Director David Cronenberg’s 1983 classic Videodrome has a lot of disturbing things to say about the dependence of Americans upon TV, and by extension entertainment media in general. As it says, in one of its most famous segments:
“The battle for the mind of North America will be fought in the video arena: the Videodrome. The television screen is the retina of the mind’s eye. Therefore, the television screen is part of the physical structure of the brain. Therefore, whatever appears on the television screen emerges as raw experience for those who watch it. Therefore, television is reality, and reality is less than television.”
What should we make, then, of today’s news that the 75-year-old Cronenberg is creating a new TV series? What could we get from the creator of films such as The Brood, Scanners and Rabid, but also more modern stories such as A History of Violence, Eastern Promises and A Dangerous Method? Which Cronenberg will show up? The body horror icon of his early years, or the modern dramatist? The director has taken on single episodes of TV in the past—including an episode of Friday the 13th: The Series, in one of his lower moments—but never has he developed a TV series of his own.
There’s no news yet on what the series might be about, but Cronenberg has made it clear that he believes the “small screen” and the “big screen” experiences are drawing ever closer together. Speaking with Variety he said the following: “today TV screens are getting bigger and bigger and therefore the difference between theatre and domestic viewing has become really flimsy…The rule used to be that closeup shots were only done for TV, and not for movies.

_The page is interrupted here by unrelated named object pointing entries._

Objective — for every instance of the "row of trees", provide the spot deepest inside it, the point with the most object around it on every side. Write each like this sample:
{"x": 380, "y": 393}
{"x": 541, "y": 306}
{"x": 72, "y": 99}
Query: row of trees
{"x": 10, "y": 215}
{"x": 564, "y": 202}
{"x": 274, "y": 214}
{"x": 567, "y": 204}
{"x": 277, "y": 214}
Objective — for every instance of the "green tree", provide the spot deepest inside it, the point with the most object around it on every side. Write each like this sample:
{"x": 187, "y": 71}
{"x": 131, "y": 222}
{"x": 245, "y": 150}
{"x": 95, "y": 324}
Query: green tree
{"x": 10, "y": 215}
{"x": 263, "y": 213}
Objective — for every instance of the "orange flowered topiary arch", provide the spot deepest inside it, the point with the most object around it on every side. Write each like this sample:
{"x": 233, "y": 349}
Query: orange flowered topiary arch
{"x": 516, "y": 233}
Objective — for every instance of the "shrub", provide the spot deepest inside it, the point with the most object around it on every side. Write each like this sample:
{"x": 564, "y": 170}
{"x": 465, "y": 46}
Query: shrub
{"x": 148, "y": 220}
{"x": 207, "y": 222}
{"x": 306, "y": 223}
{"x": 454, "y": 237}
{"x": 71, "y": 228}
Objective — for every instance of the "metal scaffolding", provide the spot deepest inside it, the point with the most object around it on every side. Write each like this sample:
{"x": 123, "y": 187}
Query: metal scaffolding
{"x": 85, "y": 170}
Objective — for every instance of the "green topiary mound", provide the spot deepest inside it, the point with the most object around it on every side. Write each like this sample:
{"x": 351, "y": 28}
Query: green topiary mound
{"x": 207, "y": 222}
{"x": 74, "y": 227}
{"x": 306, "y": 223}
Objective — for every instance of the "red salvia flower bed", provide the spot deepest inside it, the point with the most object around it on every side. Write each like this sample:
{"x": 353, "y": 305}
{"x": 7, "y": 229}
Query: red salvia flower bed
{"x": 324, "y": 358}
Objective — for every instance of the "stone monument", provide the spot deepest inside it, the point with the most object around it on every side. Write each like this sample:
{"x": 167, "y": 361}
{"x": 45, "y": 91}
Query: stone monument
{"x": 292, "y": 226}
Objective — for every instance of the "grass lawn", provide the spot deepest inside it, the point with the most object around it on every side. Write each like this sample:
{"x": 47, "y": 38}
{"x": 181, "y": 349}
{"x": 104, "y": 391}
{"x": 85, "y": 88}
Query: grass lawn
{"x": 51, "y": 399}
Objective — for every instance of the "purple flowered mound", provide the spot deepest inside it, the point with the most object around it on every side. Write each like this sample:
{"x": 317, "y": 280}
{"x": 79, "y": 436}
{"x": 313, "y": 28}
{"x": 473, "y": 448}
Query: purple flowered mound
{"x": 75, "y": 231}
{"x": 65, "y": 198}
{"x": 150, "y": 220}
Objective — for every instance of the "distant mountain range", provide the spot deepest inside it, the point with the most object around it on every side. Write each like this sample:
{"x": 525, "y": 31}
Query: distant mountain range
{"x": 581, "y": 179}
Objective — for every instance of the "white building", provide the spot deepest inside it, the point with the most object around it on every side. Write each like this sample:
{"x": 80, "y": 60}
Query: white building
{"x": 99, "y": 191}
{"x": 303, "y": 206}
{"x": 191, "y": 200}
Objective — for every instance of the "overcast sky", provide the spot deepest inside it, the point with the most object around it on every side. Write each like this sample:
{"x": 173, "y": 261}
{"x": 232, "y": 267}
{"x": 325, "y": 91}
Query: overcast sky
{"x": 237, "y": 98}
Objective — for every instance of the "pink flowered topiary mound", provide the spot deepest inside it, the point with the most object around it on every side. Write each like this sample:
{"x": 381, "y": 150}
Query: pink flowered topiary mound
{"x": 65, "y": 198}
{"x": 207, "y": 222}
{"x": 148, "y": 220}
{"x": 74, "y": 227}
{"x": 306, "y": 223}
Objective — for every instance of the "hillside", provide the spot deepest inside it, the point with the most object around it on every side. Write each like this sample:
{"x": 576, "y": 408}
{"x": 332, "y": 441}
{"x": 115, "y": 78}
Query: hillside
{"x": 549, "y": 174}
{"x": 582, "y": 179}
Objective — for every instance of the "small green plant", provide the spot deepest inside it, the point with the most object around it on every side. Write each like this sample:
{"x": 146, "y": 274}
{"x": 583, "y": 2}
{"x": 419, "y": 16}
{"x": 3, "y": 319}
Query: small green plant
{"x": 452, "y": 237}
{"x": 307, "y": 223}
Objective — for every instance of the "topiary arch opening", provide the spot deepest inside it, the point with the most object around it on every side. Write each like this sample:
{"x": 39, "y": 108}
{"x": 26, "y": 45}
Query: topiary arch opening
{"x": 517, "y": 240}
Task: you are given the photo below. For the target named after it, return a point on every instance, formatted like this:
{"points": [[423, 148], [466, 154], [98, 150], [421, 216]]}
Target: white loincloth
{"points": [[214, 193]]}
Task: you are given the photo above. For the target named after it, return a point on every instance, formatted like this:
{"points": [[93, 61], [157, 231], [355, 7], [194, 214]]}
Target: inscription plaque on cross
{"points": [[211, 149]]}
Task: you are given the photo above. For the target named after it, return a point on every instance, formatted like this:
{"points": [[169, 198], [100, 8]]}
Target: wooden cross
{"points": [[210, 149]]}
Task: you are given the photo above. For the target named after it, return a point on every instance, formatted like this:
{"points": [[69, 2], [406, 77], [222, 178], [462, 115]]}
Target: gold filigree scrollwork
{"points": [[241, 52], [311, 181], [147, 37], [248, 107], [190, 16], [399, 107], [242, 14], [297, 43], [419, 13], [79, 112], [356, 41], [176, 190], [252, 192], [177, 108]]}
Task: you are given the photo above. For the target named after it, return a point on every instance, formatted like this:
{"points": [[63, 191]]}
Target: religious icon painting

But today that’s no longer the case.”
Cronenberg’s last two features, 2012’s Cosmopolis and 2014’s Maps to the Stars, drew mixed critical reviews and didn’t receive wide releases, so perhaps the director feels that he’s reached a turning point in his career; an opportunity to explore new avenues.
Before we conclude, we’d be remiss not to put in a plug for the 2012 horror film Antiviral by Cronenberg’s son, Brandon Cronenberg. It remains the younger Cronenberg’s only directorial effort to date, and we can promise you that it’s just as disturbing as anything dreamt up by the senior Cronenberg, if not even moreso.